Otago Daily Times
Henrietta built up nursing skills for 50 years
AFTER 50 years of nursing, 73yearold Henri Landreth will be swapping the scrubs for social tennis.
‘‘I’ve certainly been at it a while,’’ she said.
Mrs Landreth celebrated her last day as an intensive care nurse at Dunedin Hospital on September 30 after letting her practising certificate expire.
‘‘It felt like the right time to go,’’ she said.
The Mosgiel woman was born in Samoa, and came to New Zealand in 1967 after she was awarded a nursing scholarship.
‘‘I always wanted to be a nurse. Growing up I read nursing stories and loved it.’’
She trained in Dunedin and graduated in 1970 and began work in Dunedin Hospital.
Upon meeting husband, Jim, she moved to Invercargill and worked at Southland Hospital in its emergency department for 12 years.
In 1985, she moved back to Dunedin and worked in the neurosurgical ward before training to be an intensive care nurse.
While working and raising children, she completed a bachelor of arts in education from the University of Otago.
‘‘I’ve always liked being busy.’’
Mrs Landreth was part of the second group to train in the helicopter retrieval team, which revolutionised patient care, and flew as an air nurse for 17 years.
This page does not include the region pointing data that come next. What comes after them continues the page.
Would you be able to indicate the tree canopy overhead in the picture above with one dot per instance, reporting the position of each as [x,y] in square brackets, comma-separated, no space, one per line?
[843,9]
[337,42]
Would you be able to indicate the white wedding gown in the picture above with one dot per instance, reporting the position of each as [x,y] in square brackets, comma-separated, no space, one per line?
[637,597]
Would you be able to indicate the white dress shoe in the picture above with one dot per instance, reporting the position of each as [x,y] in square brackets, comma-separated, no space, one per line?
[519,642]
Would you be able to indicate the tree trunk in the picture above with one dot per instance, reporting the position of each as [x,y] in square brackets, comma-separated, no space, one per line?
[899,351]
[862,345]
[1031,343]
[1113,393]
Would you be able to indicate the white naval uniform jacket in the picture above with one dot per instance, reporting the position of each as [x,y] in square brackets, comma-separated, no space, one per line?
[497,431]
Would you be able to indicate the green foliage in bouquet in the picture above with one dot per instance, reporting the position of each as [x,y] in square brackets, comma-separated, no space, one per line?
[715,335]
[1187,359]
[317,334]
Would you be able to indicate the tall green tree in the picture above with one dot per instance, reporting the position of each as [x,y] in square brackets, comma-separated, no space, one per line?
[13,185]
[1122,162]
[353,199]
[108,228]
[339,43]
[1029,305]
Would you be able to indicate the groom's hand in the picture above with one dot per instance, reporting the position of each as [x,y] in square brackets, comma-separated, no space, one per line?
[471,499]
‘‘I only stopped because you had to do underwater training and I’m not great around water.’’
She had worked in intensive care for 20 years, and said it was only with some reluctance she was retiring.
‘‘It’s important to make the most of every opportunity.
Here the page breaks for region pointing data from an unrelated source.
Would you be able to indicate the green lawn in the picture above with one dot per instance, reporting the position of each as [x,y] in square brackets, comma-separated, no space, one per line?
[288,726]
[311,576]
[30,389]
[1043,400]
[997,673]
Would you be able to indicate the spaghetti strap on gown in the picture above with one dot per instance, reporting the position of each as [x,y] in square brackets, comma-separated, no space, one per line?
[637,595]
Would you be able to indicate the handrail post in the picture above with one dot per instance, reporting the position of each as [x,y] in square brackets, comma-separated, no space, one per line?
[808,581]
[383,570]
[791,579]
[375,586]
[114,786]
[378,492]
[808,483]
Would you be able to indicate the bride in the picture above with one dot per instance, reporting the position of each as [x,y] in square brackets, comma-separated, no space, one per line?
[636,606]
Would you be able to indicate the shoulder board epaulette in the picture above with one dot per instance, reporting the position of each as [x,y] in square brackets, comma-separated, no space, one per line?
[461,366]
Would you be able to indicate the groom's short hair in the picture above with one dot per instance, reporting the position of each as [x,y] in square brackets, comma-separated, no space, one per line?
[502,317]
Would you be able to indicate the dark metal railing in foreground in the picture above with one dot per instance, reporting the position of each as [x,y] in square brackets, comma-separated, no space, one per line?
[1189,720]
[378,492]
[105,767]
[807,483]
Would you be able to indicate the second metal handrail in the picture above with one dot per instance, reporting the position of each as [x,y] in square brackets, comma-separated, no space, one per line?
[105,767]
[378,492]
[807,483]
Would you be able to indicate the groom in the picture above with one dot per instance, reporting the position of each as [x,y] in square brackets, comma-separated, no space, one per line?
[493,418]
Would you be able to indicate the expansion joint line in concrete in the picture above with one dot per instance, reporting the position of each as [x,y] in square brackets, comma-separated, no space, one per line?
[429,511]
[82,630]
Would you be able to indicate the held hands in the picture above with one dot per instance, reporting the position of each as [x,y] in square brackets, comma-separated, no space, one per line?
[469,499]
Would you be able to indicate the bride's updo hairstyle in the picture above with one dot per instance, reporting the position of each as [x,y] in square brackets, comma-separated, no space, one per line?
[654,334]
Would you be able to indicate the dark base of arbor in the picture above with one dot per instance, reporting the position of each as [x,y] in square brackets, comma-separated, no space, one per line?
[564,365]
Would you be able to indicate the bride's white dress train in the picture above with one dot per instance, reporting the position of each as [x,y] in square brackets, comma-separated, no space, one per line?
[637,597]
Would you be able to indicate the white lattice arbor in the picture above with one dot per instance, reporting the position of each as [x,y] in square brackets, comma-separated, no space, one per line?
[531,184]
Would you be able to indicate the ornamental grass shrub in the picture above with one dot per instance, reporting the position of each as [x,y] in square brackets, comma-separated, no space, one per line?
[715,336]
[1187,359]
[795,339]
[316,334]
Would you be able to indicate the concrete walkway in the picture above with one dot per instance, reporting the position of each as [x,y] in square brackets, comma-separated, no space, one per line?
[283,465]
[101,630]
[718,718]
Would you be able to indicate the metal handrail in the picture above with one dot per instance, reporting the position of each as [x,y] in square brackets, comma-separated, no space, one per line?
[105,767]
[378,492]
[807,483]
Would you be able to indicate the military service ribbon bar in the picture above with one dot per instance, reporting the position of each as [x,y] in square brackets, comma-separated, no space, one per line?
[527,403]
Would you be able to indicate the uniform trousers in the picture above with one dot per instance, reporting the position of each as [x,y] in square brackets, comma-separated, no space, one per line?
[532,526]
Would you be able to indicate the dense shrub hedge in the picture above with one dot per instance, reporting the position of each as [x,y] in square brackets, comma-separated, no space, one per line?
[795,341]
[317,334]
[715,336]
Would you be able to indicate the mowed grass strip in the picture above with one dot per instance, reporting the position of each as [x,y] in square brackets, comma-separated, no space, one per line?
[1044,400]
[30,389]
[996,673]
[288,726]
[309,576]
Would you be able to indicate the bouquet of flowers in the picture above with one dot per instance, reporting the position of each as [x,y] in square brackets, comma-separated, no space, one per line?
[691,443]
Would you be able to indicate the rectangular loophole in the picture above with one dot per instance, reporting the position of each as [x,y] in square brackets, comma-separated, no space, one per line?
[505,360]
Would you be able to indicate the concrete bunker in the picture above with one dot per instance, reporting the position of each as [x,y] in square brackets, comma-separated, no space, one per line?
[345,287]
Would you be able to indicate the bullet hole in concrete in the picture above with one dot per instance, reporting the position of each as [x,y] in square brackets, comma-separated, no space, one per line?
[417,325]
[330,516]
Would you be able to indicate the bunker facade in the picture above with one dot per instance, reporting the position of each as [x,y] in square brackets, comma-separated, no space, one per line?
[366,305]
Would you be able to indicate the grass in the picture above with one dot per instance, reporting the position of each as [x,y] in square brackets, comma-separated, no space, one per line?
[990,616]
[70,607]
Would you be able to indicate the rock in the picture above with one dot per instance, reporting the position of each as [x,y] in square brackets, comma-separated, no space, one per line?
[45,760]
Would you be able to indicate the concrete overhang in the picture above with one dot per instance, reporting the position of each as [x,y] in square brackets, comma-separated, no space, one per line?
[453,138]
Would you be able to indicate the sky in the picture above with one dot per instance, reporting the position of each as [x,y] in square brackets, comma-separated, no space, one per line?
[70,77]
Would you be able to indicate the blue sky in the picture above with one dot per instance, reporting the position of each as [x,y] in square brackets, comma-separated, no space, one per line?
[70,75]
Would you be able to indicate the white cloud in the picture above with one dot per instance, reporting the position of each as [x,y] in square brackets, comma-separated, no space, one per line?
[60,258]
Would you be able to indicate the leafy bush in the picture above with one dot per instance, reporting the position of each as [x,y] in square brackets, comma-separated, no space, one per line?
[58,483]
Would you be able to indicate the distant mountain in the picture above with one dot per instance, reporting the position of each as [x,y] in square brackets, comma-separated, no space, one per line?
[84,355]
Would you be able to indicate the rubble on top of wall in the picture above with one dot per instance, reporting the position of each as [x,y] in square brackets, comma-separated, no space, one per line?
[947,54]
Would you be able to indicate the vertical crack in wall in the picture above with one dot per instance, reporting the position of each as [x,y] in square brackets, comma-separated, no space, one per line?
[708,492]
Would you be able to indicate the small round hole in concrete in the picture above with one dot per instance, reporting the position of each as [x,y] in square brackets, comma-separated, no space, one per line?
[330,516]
‘‘I always thought: if I’m healthy there’s no reason to stop working . . . I come from a family that never stopped working so it was in me a bit.
‘‘But with Covid and all the changes coming for the hospital it seemed like the right time to stop.’’
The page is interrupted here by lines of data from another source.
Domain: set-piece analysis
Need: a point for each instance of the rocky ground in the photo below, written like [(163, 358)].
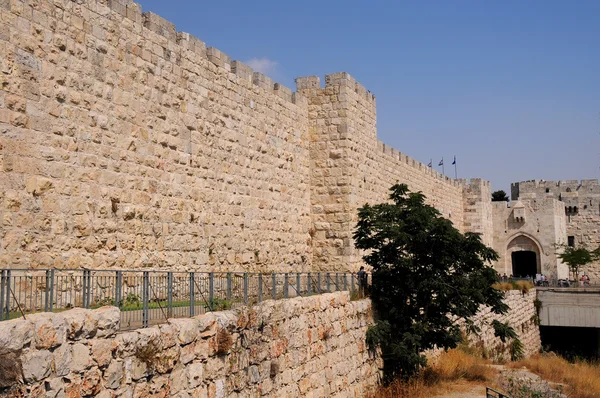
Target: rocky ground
[(517, 383)]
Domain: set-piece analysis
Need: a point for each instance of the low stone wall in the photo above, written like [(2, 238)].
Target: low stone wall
[(305, 346), (521, 316)]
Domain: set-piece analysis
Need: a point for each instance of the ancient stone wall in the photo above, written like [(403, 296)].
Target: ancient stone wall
[(522, 316), (540, 230), (478, 209), (124, 143), (580, 202), (350, 167), (313, 346)]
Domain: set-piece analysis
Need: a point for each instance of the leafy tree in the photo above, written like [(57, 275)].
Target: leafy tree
[(577, 257), (426, 274), (499, 196)]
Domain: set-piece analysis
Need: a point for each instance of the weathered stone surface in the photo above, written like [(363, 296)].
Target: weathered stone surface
[(49, 331), (108, 321), (81, 323), (81, 359), (15, 334), (102, 351), (36, 365), (113, 374), (62, 360), (268, 352), (11, 368)]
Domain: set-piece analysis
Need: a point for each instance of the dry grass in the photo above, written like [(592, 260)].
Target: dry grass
[(582, 377), (522, 286), (224, 342), (451, 366)]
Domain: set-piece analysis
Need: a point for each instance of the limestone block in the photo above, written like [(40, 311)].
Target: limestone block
[(37, 365), (81, 359), (16, 333), (108, 321), (102, 351), (81, 323), (62, 360)]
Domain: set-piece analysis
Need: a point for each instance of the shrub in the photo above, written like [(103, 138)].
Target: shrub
[(224, 341)]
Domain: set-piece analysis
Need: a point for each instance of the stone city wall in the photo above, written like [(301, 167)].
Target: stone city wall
[(522, 316), (312, 346), (582, 223), (126, 144), (350, 167)]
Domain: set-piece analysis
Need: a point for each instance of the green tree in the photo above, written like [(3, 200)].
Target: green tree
[(575, 258), (426, 274), (499, 196)]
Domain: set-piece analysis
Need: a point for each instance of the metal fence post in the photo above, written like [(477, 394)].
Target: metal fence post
[(47, 291), (51, 295), (7, 301), (87, 282), (118, 288), (211, 289), (170, 294), (229, 286), (192, 298), (145, 299), (319, 282), (246, 288), (2, 282), (259, 288)]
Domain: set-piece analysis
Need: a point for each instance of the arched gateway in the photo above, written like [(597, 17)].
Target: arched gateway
[(524, 253)]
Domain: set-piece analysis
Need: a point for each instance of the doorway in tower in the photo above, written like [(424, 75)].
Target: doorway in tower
[(524, 263)]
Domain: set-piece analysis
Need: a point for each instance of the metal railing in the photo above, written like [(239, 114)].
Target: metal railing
[(151, 297), (566, 283), (491, 393)]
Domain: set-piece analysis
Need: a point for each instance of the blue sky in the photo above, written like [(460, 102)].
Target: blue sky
[(512, 88)]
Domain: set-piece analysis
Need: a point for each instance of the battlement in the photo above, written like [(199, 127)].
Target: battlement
[(335, 80), (558, 189), (187, 42)]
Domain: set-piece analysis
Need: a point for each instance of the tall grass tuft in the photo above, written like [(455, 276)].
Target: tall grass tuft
[(451, 366), (582, 377)]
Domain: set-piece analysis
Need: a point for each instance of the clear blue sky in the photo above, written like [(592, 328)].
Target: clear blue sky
[(512, 88)]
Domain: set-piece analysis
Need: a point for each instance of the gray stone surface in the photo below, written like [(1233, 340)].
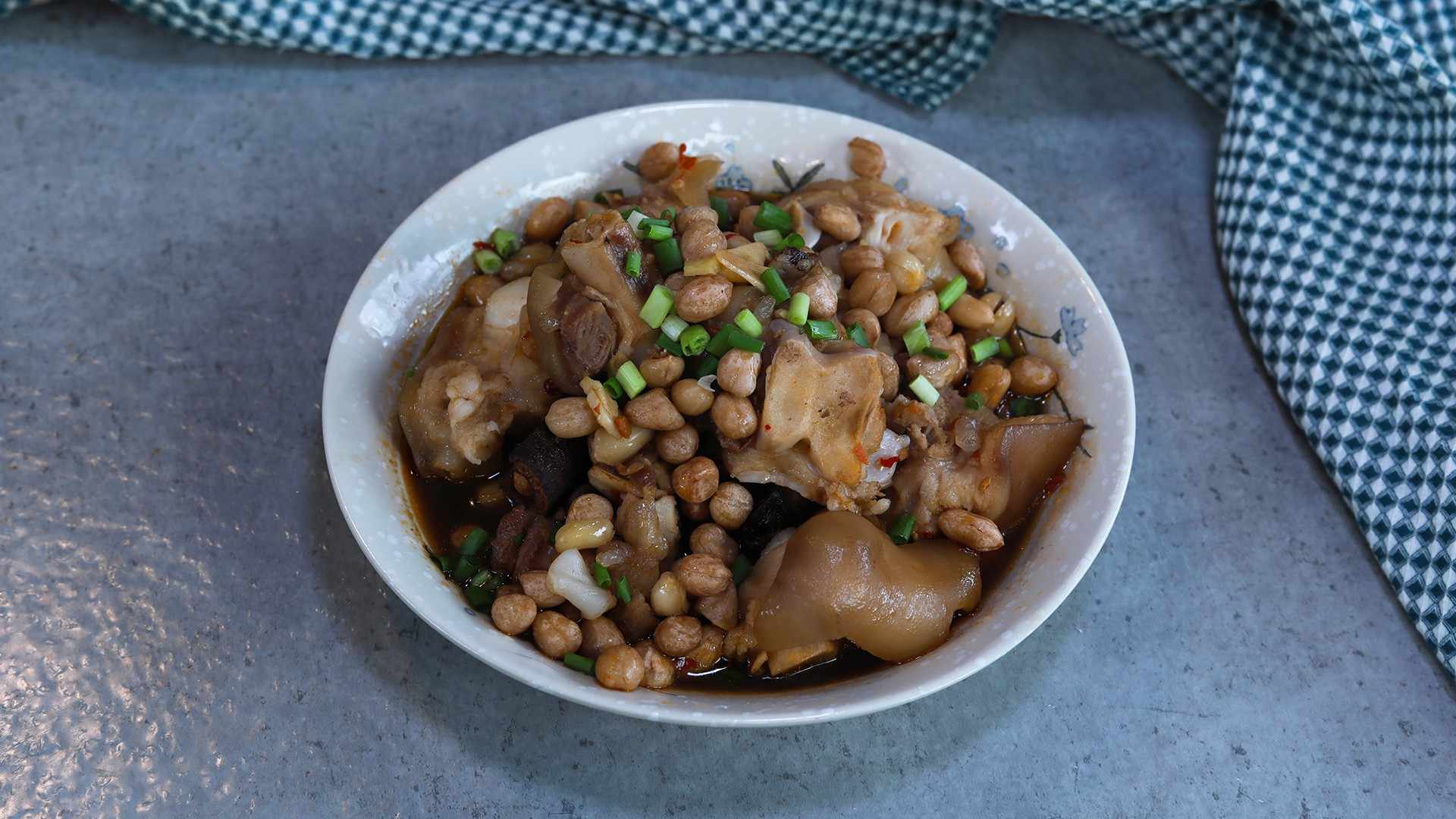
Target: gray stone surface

She would miss the people she worked with and treated.
‘‘The patients and people I work with are like a family that keeps changing. So many people come and go, it’s never boring.’’
‘‘I was told if a nurse walks into a room with a long face she makes a patient feel worse, so I always tried to follow [that advice by never doing] that.’’
She was looking forward to playing social tennis, staying up late reading and hoped to travel soon to London to visit her daughter.